Cette manifestation fut néanmoins très furtive. En effet, à peine dix minutes après que des banderoles aient été déployées, des policiers intervenaient afin de les repousser. "On nous empêche de manifester pacifiquement et pourtant, il n'y a ni arrêté, ni référé. Il y a un problème de démocratie" confiait Yannick Rousselet, chargé de campagne à Greenpeace, à l'AFP.

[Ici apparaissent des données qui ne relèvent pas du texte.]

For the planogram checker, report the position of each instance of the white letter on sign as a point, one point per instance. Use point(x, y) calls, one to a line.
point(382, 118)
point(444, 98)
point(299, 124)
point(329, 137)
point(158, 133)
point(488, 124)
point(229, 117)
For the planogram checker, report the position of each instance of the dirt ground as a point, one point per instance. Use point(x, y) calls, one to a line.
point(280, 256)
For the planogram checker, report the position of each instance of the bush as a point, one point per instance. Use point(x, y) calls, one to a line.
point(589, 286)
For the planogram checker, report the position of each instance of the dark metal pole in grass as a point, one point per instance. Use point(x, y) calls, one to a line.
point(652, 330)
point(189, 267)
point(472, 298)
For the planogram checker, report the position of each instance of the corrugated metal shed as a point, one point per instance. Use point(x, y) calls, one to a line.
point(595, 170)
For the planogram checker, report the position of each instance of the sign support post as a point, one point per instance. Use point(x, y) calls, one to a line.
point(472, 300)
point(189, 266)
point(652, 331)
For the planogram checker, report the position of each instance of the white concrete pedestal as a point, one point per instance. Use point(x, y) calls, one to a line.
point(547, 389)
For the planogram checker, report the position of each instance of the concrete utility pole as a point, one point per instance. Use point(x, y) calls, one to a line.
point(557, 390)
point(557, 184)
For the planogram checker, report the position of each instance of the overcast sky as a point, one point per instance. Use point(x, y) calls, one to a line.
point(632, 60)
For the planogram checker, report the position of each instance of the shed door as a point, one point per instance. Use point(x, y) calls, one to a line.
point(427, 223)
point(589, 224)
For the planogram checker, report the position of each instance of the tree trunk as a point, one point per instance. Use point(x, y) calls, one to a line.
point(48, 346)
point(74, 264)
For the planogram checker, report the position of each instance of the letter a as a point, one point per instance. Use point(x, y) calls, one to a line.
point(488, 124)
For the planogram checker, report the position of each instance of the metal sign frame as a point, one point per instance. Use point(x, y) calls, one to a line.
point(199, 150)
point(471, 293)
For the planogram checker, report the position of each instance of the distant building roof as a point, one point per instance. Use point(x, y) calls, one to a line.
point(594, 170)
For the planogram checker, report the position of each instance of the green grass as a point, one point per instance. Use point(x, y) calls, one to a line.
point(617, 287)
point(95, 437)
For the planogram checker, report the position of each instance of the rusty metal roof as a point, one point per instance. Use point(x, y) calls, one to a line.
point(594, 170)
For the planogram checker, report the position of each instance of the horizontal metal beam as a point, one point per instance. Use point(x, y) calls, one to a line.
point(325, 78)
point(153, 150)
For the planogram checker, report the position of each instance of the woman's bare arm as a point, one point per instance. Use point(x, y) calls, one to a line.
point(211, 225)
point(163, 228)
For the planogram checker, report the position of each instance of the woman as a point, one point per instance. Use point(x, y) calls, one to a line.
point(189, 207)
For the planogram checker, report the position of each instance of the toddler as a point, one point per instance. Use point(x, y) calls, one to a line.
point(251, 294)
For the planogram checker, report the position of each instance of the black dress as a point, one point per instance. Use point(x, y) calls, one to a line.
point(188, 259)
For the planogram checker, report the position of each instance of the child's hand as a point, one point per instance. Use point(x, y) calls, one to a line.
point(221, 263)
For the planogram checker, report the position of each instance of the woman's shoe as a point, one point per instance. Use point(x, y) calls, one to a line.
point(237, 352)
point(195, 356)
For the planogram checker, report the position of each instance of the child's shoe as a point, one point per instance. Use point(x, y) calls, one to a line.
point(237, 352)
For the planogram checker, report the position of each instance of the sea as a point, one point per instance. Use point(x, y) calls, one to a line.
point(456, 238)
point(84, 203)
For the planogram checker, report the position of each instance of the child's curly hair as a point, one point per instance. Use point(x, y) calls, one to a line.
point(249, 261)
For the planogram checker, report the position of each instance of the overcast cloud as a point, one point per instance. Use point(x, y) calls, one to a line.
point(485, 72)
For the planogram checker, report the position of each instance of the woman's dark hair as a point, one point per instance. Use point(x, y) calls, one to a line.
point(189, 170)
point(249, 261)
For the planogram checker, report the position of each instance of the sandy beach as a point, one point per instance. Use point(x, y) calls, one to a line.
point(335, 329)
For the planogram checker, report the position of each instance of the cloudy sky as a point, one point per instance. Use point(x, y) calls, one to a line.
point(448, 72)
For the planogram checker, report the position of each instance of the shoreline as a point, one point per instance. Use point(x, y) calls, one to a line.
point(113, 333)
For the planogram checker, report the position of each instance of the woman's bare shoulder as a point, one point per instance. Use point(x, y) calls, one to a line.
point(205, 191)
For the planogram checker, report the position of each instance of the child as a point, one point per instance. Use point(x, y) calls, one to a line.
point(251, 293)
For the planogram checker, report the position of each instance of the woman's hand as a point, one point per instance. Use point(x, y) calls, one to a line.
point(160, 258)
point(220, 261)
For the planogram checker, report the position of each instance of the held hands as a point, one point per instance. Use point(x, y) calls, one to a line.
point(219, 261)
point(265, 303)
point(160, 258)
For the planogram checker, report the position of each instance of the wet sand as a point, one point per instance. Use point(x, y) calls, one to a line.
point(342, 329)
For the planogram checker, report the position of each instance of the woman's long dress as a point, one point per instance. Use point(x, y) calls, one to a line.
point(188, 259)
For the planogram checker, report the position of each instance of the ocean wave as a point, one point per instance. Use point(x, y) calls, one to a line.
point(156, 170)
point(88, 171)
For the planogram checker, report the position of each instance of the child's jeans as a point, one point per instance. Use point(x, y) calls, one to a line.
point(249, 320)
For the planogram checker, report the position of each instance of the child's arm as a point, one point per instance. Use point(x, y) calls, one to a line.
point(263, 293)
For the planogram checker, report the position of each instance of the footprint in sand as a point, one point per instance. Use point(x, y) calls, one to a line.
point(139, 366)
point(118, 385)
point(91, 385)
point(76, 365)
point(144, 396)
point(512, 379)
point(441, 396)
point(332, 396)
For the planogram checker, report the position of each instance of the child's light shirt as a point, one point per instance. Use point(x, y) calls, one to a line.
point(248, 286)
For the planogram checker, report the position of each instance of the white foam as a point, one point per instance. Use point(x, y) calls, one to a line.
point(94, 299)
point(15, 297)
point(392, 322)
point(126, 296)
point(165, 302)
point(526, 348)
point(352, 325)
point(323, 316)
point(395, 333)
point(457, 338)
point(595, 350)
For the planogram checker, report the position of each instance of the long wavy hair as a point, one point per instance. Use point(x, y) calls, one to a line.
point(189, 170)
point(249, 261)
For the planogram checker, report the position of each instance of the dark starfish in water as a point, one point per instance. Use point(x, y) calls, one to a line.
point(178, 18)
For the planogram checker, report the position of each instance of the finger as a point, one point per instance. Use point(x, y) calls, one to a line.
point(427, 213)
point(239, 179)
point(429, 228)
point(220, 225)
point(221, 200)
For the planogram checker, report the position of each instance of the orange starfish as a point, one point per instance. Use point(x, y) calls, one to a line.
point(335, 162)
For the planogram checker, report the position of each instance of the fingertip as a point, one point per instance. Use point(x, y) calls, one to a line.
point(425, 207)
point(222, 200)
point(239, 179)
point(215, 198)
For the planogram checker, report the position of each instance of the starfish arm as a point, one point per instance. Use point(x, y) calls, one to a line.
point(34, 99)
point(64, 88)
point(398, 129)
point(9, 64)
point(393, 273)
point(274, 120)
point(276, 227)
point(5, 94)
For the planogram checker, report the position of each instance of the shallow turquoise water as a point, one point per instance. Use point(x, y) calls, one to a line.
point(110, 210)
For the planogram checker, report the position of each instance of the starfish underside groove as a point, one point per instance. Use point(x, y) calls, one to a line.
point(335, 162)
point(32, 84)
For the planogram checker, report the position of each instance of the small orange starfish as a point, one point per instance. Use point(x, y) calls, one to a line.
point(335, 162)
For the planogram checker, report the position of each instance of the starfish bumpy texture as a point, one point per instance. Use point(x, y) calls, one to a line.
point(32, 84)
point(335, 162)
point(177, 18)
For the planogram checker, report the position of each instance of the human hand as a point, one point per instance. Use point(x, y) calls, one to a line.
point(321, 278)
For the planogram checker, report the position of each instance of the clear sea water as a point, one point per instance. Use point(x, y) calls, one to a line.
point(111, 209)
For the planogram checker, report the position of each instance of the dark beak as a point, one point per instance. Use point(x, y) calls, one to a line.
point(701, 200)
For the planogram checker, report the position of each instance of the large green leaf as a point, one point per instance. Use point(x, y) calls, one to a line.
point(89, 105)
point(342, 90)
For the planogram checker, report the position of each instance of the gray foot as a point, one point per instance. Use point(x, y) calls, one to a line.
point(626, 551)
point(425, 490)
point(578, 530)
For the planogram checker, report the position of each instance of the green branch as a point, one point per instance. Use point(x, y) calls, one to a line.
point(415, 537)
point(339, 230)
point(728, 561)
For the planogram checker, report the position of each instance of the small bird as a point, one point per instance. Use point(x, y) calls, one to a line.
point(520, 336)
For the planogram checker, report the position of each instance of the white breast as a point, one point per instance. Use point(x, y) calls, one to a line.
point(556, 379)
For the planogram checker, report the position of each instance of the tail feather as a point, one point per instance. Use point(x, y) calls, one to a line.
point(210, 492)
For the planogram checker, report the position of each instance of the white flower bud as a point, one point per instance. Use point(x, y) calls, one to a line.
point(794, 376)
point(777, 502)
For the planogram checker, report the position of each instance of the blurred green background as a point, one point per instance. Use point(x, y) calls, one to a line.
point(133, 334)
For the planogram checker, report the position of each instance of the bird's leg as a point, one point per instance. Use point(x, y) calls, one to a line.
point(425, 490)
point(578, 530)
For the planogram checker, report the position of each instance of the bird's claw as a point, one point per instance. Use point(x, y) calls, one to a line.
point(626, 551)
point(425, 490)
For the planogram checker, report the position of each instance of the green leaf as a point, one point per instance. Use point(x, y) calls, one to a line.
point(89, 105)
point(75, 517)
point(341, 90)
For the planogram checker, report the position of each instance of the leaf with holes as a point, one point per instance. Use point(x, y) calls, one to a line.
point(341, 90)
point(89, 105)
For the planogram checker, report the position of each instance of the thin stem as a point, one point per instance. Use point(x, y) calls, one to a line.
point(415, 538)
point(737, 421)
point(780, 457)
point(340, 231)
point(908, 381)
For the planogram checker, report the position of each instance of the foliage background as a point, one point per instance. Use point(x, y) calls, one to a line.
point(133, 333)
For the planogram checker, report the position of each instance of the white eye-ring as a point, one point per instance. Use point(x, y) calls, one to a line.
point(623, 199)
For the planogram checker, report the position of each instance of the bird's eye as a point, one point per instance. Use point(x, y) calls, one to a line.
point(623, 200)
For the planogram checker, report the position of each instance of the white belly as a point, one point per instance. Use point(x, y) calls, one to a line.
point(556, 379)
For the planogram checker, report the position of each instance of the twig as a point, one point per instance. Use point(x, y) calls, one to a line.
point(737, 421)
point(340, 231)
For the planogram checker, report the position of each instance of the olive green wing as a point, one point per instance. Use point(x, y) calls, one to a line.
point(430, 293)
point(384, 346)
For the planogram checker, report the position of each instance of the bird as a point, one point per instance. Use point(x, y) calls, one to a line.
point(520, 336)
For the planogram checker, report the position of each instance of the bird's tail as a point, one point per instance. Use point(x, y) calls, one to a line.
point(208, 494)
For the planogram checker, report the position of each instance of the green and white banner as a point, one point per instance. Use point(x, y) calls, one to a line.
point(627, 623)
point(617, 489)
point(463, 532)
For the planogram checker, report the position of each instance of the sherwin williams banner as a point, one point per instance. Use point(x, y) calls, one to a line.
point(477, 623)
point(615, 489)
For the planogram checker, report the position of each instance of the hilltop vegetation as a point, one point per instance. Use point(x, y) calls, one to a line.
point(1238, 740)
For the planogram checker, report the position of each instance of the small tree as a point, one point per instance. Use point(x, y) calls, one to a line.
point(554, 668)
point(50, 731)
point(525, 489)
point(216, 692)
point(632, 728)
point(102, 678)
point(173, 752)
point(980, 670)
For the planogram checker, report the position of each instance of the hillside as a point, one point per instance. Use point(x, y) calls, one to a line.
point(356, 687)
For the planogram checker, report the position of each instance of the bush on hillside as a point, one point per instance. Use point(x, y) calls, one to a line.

"Pendant deux mois, c'est une quantité de matière fissile permettant de fabriquer 225 bombes nucléaires qui va traverser la moitié de la planète, passant dans les eaux territoriales d'Etats qui ne sont pas informés de leur passage", ajoute-t-il.
Confidentialité japonaise
Areva qui n'a pas communiqué la date de départ de ces convois justifie ce silence. En effet, Henri-Jacques Neau, directeur délégué de Business Unit Logistic, la branche transport de matières nucléaires d'Areva, explique que "la loi japonaise adoptée après les attentats du 11 septembre 2001 prévoit des mesures supérieures de confidentialité dans le domaine nucléaire ce qui ne permet pas à Areva de communiquer comme d'habitude".